Od Draculi do tatuśków
TV.com "wyróżnił" też Colette (gra ją Kim Dickens) z "Synów anarchii". "Kochamy Kim Dickens, ale nie możemy powiedzieć tego samego o Colette, która nie powinna być częścią serialu, bo on już i tak cierpi z powodu zbyt licznej obsady. Colette to zdecydowanie postać, z którą scenarzyści powinni byli spędzić dużo więcej czasu" - uznali, umieszczając ją w swoim rankingu.
W dziesiątce najgorszych bohaterów serialowych, którzy pojawili się w telewizji tej jesieni, znaleźli się również agent Grant Ward z serialu "Agents of S.H.I.E.L.D.", którego gra Brett Dalton; Kimmie Boubier (Rebel Wilson) z "Super Fun Night"; Dracula (Jonathan Rhys Meyers) z "Draculi"; Jake Peralta (Andy Samberg) z "Brooklyn Nine-Nine"; Sara Hanley (Hannah Ware) z "Betrayal" oraz Pi (Myko Olivier) z "Castle".
A tak redaktorzy portalu skrytykowali Jake'a Sandersa (Mateus Ward) z serialu "Hostages": "Ma nie tylko mało interesujący sekret (handluje trawką), ale robi też wrażenie płaczliwego, skoncentrowanego na sobie, nawet w obliczu strzelanin i ataków z nożem w ręku, do których dochodzi w jego domu. Dostaje nagrodę dla najbardziej egocentrycznego nastolatka".

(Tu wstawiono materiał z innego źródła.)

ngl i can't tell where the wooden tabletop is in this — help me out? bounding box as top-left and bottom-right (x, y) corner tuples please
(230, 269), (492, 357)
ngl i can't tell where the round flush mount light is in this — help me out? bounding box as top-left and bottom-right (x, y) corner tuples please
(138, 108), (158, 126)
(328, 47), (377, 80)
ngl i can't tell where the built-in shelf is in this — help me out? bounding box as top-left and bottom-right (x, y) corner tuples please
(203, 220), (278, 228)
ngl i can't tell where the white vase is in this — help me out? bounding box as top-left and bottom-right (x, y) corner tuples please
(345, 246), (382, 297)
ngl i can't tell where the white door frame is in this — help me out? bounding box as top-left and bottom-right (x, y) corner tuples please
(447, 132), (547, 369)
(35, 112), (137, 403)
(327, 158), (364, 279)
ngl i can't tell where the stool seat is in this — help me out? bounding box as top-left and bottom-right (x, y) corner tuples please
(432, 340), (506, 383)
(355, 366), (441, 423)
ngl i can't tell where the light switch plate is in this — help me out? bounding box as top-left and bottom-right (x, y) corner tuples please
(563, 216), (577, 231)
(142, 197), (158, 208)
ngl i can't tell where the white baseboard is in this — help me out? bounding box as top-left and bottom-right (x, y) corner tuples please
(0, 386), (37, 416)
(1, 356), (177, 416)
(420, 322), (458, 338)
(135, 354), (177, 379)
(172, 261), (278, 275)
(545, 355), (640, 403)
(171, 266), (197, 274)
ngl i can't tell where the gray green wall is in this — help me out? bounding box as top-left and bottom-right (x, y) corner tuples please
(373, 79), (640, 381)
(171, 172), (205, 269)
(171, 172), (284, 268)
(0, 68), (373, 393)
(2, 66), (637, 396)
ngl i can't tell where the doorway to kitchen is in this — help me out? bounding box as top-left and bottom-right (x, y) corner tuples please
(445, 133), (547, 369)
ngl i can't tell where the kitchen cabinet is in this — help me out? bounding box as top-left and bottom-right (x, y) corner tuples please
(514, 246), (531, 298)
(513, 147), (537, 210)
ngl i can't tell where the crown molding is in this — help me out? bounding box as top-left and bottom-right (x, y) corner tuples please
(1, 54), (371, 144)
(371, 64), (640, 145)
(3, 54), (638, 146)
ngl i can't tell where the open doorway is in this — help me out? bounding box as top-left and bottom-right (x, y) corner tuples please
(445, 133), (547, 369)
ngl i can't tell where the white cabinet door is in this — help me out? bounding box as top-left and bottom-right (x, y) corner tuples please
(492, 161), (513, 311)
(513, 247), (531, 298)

W przypadku serialu komediowego "Dads", w którym grają m.in. Giovanni Ribisi i Seth Green, TV.com nie mógł się zdecydować na żadnego z aktorów. I dlatego 10. pozycję na liście zajęła cała obsada produkcji, która wcześniej wzbudziła kontrowersje rasistowskimi scenami o Azjatach.